Burbank Water and Power has a 99.99% reliability rate, meaning outages are fairly uncommon, BWP executive assistant Lyndsey Kramer said during the council’s Tuesday meeting. But when outages do occur, there’s a chance that they were caused by metallic Mylar balloons floating away and coming into contact with power lines.
Since 2000, Mylar balloons have been the No. 1 cause of outages — 206 of them, accounting for 189 hours of service interruption. Between January 2016 and December 2020, Mylar balloons have been responsible for 36 “momentary outages” — more than any other cause — which last less than 60 seconds.
During the same period, Mylar balloons caused 19 sustained outages, the fourth most common cause behind blown fuses, unknown causes and palm fronds.
Councilman Konstantine Anthony, who requested some weeks ago that a report on Mylar balloons be presented, moved to request that staff members bring back options for an ordinance regulating the items. The motion, which was fully supported by Anthony’s fellow council members, also asked that city representatives continue to advocate regulation by the state and neighboring cities.
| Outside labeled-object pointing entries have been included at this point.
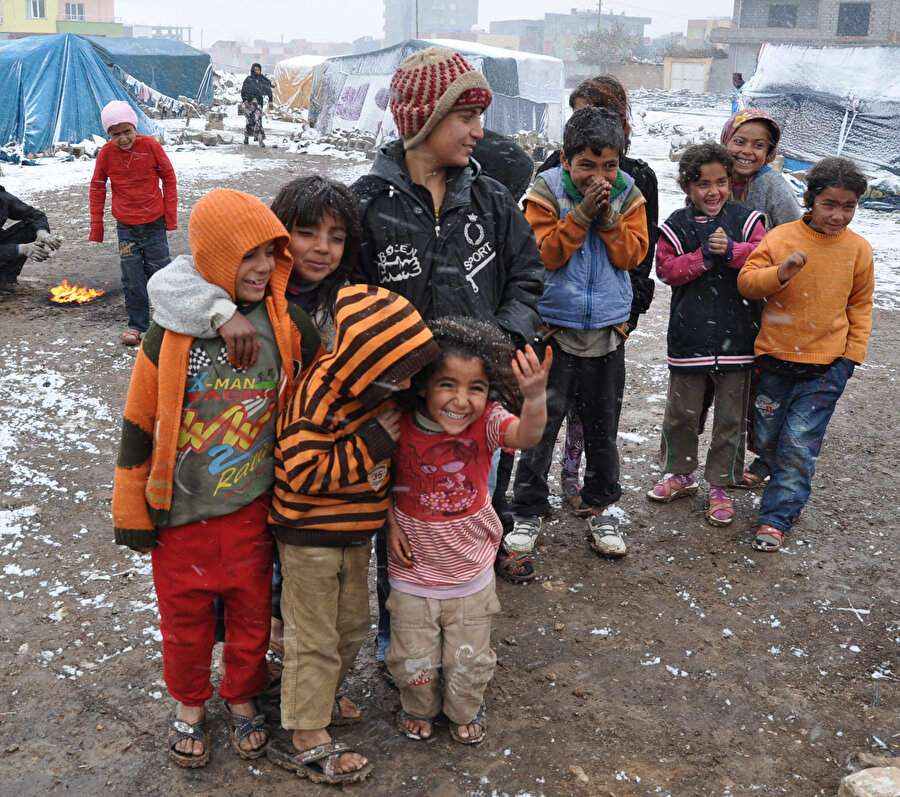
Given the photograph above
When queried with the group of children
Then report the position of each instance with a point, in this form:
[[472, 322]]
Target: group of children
[[324, 375]]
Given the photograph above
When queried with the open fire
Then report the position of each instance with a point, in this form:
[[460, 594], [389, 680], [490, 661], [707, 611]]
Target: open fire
[[64, 293]]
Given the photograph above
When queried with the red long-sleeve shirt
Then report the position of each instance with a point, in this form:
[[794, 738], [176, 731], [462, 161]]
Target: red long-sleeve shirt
[[135, 176]]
Anthony also directed city staff members to model a potential ordinance after the one in Glendale, whose council passed a ban on the sale of Mylar balloons filled with helium or a gas lighter than air in October. Mylar balloons inflated with air can be sold, but must be attached to a decorative structure. Uninflated Mylar balloons can still be sold in Glendale.
“Glendale has really led the charge locally, and Pasadena and Burbank have just continued to watch the issue,” Kramer said.
Councilwoman Sharon Springer said she was surprised the state hadn’t banned the balloons yet, considering California’s longtime difficulties with wildfires, and suggested a regulation could require them to be filled with air, lowering the chance they will float away.
California law has required for decades that metallic balloons be attached to a weight when they’re sold, with violations punishable by fines. But after a “rash of outages” caused by Mylar balloons in 2007, according to a 2008 staff report, the BWP board recommended that the City Council restrict or ban the sale and use of the items in Burbank.
Such a move was then opposed by the Balloon Council, an advocacy group of balloon manufacturers and retailers, and the local Youth Board also expressed concerns that a ban would hinder fundraising efforts that involved selling Mylar balloons.
The City Council decided then to direct the municipal staff to partner with district representatives to advocate a statewide ban on the balloons, but Kramer noted that the California Legislature has been reluctant to enact one. She added that, even if Burbank were to regulate them, Mylar balloons can drift in from other cities and land on municipal power lines, a point Councilman Nick Schultz reiterated.
“I think that we need to act locally because this is another instance where Sacramento hasn’t acted in the way that we need them to,” he said. “So we need to take this step but … I think that success is going to be getting our regional partners on board, because these Mylar balloons can travel.”